All About My Mother
A man I know lost his father to lung cancer. The man doesn’t drink or smoke, but he still believes he’ll die early. “I have this weird feeling that I can’t shake,” he told me over the phone, “that somehow these habits or tendencies that my dad had live inside me, and will be my undoing.”
Another friend lost her mom to a heart disorder. “Do you find it comforting?” she asked when I called. She meant the sound of a heartbeat. “I try not to rest my head on Greg’s chest,” she told me. (Greg is her husband.)
A third friend believes her dead mom spoke through a stranger. She told me the story after I messaged her on Instagram. Do you think they’re still around? I asked, referring to our late mothers. I used to not, she wrote back, but something happened that changed my mind. The thing that happened, she later explained, started with a panic attack. One night she felt she couldn’t breathe. She knocked on a random neighbor’s door in her apartment building. A middle-aged woman she hardly knew let her in. The woman helped my friend—taught her breathing exercises—and then extracted a promise. Apparently, my friend’s drinking habits had become a source of concern in the building. The neighbor thought she might not be well. She asked for a daily text, and coaxed my friend to try to change some behaviors. My friend thought perhaps this neighbor woman was a conduit, that her dead mom spoke through her. The next time we talked, my friend had just been to the gym. She seemed to have been shaken into finding a will to live.
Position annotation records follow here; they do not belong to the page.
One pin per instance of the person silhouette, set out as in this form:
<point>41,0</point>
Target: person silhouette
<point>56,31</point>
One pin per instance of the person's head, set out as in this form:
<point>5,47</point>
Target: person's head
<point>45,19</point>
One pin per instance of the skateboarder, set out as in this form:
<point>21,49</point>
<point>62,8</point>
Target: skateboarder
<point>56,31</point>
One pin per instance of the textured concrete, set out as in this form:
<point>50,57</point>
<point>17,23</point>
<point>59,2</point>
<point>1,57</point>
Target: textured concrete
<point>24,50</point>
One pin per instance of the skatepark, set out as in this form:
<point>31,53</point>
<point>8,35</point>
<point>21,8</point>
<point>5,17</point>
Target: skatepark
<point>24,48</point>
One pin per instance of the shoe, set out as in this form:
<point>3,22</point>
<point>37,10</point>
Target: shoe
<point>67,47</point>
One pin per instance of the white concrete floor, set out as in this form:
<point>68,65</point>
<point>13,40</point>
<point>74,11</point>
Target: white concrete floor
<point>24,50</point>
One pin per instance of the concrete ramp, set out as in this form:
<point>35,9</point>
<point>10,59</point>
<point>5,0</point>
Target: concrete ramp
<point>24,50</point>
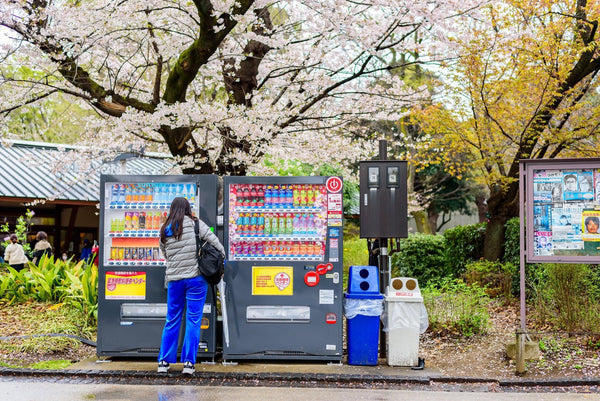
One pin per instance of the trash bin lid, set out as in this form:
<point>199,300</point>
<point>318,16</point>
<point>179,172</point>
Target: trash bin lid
<point>403,287</point>
<point>406,297</point>
<point>363,295</point>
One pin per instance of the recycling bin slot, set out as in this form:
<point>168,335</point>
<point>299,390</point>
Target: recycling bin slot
<point>153,311</point>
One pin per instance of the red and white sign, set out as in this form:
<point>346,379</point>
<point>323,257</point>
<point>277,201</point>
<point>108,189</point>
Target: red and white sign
<point>282,281</point>
<point>334,184</point>
<point>334,202</point>
<point>311,278</point>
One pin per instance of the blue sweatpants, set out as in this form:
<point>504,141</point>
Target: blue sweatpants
<point>190,293</point>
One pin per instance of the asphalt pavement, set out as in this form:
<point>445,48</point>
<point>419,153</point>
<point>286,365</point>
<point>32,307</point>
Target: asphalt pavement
<point>284,374</point>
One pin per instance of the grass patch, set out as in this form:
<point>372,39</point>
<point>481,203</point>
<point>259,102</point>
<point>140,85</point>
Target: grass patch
<point>42,318</point>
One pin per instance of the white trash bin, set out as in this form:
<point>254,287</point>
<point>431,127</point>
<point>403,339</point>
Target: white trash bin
<point>405,317</point>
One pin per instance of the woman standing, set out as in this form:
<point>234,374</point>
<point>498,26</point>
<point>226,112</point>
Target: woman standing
<point>42,247</point>
<point>14,254</point>
<point>186,287</point>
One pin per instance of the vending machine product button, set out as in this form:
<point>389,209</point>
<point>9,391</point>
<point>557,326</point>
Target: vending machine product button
<point>321,268</point>
<point>311,278</point>
<point>331,318</point>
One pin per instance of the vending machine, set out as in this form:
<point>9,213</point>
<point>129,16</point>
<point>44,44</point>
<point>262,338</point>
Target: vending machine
<point>283,275</point>
<point>132,292</point>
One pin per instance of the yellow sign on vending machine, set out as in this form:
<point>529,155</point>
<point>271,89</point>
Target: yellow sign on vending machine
<point>272,280</point>
<point>125,285</point>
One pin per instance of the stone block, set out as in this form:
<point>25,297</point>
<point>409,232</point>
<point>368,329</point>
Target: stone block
<point>531,350</point>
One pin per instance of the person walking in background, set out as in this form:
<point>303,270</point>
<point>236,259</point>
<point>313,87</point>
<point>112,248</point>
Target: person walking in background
<point>86,251</point>
<point>186,286</point>
<point>14,253</point>
<point>42,247</point>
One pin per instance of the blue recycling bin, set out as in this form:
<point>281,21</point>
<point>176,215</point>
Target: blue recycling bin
<point>363,306</point>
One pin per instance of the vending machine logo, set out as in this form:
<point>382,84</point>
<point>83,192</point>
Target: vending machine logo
<point>272,280</point>
<point>334,184</point>
<point>125,285</point>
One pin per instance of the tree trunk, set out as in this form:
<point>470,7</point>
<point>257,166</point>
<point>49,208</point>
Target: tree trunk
<point>421,221</point>
<point>481,208</point>
<point>432,218</point>
<point>502,206</point>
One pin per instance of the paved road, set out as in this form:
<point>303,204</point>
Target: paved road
<point>22,390</point>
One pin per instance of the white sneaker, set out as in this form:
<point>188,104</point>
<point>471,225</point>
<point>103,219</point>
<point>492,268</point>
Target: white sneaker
<point>163,367</point>
<point>188,368</point>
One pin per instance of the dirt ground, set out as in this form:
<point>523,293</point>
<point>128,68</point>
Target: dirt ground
<point>484,356</point>
<point>481,356</point>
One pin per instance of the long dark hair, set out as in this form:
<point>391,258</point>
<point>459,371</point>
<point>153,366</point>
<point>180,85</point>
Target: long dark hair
<point>180,207</point>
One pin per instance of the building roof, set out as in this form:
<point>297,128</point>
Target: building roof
<point>26,172</point>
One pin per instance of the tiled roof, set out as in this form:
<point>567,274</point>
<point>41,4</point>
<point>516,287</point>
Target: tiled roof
<point>25,172</point>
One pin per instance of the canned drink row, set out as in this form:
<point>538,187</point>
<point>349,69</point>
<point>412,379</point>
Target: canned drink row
<point>274,249</point>
<point>126,253</point>
<point>277,196</point>
<point>137,221</point>
<point>150,192</point>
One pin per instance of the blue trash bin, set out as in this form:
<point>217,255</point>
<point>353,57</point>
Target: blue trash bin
<point>363,306</point>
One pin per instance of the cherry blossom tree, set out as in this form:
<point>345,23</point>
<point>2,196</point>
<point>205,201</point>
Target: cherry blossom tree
<point>220,84</point>
<point>525,86</point>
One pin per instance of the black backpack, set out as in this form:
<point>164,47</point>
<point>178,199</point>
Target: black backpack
<point>210,260</point>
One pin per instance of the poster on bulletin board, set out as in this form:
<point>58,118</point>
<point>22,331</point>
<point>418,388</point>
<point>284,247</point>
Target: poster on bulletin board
<point>562,203</point>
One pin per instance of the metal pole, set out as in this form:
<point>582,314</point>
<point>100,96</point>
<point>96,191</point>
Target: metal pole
<point>520,356</point>
<point>382,149</point>
<point>522,242</point>
<point>383,260</point>
<point>384,281</point>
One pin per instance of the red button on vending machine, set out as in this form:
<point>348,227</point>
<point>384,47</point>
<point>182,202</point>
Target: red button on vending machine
<point>311,278</point>
<point>322,268</point>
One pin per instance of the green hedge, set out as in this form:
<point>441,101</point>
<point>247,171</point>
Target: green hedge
<point>421,256</point>
<point>464,244</point>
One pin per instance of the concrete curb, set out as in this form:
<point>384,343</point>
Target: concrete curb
<point>281,379</point>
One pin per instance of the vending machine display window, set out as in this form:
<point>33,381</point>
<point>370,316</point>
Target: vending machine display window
<point>283,222</point>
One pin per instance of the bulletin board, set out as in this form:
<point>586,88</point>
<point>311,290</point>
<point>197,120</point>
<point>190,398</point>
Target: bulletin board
<point>562,210</point>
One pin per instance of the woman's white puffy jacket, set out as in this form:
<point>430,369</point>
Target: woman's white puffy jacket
<point>181,254</point>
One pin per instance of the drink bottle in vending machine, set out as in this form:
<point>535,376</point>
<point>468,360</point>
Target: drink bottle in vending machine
<point>284,268</point>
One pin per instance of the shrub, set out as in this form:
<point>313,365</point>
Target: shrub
<point>512,244</point>
<point>463,245</point>
<point>566,295</point>
<point>456,308</point>
<point>421,256</point>
<point>75,284</point>
<point>495,277</point>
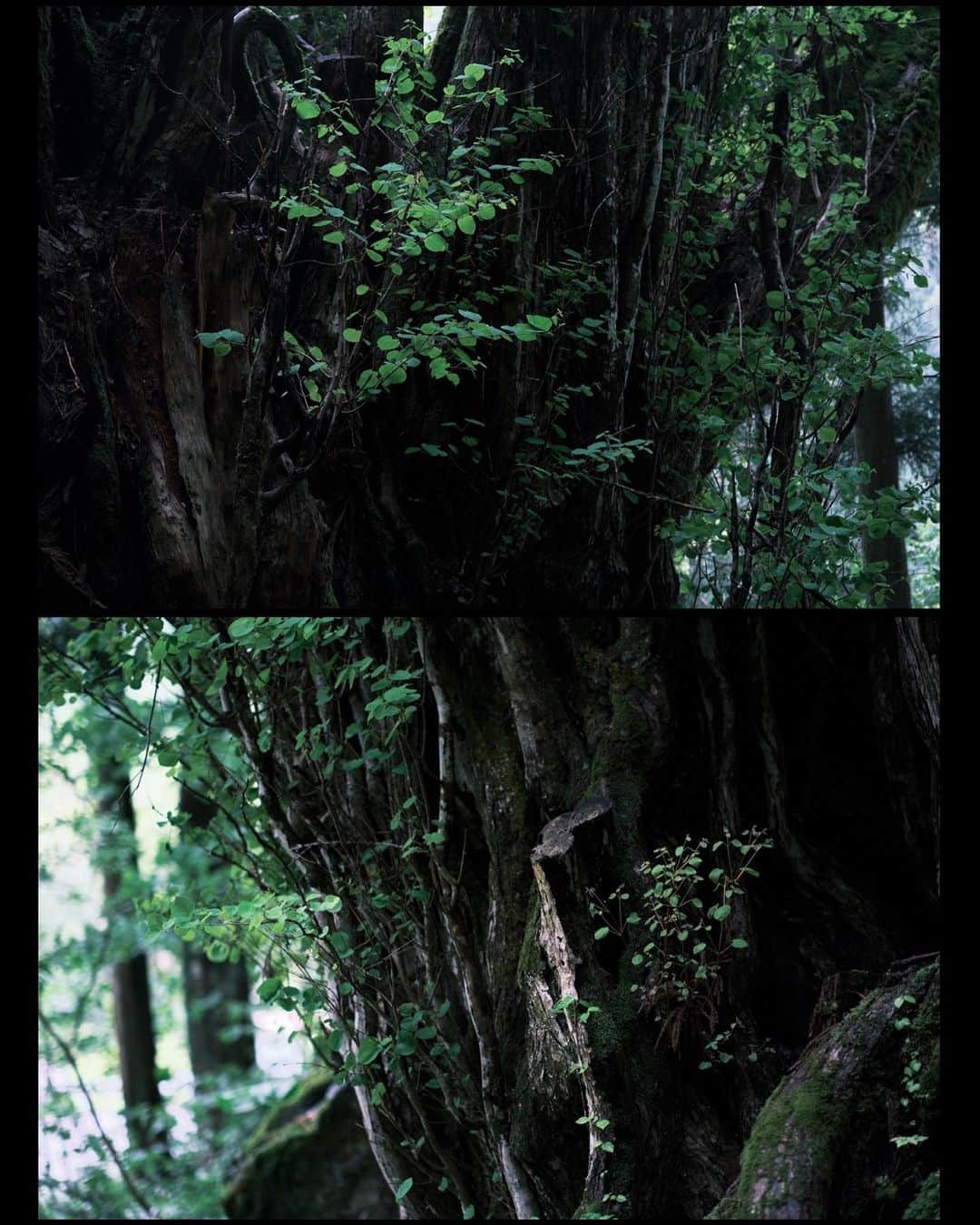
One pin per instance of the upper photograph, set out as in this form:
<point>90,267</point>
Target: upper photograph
<point>419,309</point>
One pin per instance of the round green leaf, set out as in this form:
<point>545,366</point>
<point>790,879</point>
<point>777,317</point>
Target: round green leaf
<point>270,989</point>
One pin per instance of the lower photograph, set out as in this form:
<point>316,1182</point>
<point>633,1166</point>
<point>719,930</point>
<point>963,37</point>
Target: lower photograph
<point>539,917</point>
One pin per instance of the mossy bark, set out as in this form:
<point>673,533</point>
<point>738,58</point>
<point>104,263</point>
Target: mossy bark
<point>683,728</point>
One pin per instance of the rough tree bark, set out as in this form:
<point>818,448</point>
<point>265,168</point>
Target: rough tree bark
<point>216,995</point>
<point>875,443</point>
<point>156,455</point>
<point>552,757</point>
<point>132,1007</point>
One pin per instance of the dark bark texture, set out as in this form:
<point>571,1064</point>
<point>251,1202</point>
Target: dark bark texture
<point>554,756</point>
<point>875,443</point>
<point>132,1007</point>
<point>173,478</point>
<point>216,994</point>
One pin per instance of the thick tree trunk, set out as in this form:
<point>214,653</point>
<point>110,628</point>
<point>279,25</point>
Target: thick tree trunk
<point>875,440</point>
<point>171,475</point>
<point>132,1000</point>
<point>548,761</point>
<point>216,995</point>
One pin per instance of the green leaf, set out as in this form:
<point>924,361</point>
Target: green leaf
<point>368,1050</point>
<point>340,944</point>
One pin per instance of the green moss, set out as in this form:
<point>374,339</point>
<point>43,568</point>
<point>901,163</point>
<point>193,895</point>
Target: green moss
<point>296,1102</point>
<point>926,1204</point>
<point>769,1161</point>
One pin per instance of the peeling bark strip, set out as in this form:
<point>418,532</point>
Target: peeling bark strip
<point>147,114</point>
<point>556,840</point>
<point>641,734</point>
<point>556,836</point>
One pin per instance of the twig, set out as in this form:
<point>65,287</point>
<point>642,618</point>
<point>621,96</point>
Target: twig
<point>66,1051</point>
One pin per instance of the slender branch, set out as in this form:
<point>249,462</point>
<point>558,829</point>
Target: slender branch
<point>70,1059</point>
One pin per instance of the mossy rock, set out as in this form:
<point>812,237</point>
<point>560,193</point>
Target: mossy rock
<point>310,1161</point>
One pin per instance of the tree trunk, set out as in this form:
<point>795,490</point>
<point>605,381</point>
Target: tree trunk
<point>174,476</point>
<point>216,995</point>
<point>490,851</point>
<point>875,441</point>
<point>132,998</point>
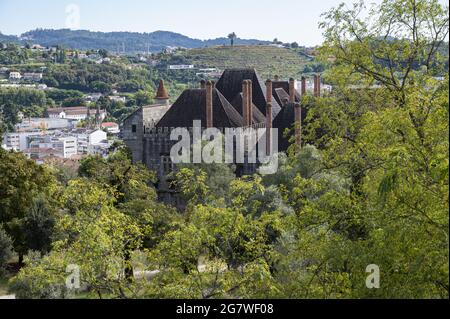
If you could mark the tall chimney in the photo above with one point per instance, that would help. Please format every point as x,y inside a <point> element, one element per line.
<point>303,85</point>
<point>209,105</point>
<point>269,91</point>
<point>269,121</point>
<point>245,100</point>
<point>291,90</point>
<point>317,85</point>
<point>250,102</point>
<point>298,125</point>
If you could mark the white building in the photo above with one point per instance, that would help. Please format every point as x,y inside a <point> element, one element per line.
<point>110,127</point>
<point>181,67</point>
<point>36,77</point>
<point>32,124</point>
<point>88,140</point>
<point>65,146</point>
<point>73,113</point>
<point>18,141</point>
<point>116,98</point>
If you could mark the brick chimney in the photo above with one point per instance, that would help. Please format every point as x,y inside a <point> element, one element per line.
<point>303,85</point>
<point>245,92</point>
<point>162,98</point>
<point>269,91</point>
<point>209,105</point>
<point>269,121</point>
<point>291,90</point>
<point>250,102</point>
<point>298,125</point>
<point>317,87</point>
“I have this weird feeling that I can’t shake that somehow these habits or tendencies live inside me, and will be my undoing.”
My own will to live feels tied to my mom. She died at 56. Cancer did not run in our family. She hardly drank, never smoked. A lot of things about her death felt unfair and poetic, and therefore indicative of a vengeful order to the universe. My mother was a doctor, and she died in the very hospital in which she worked. Cancer grew in her belly, and she had a stroke. Her dad had died when she was seven, from a heart ailment the Indian hospitals weren’t equipped to diagnose. So much of my mom’s life seemed set in motion by that loss, for better and for worse.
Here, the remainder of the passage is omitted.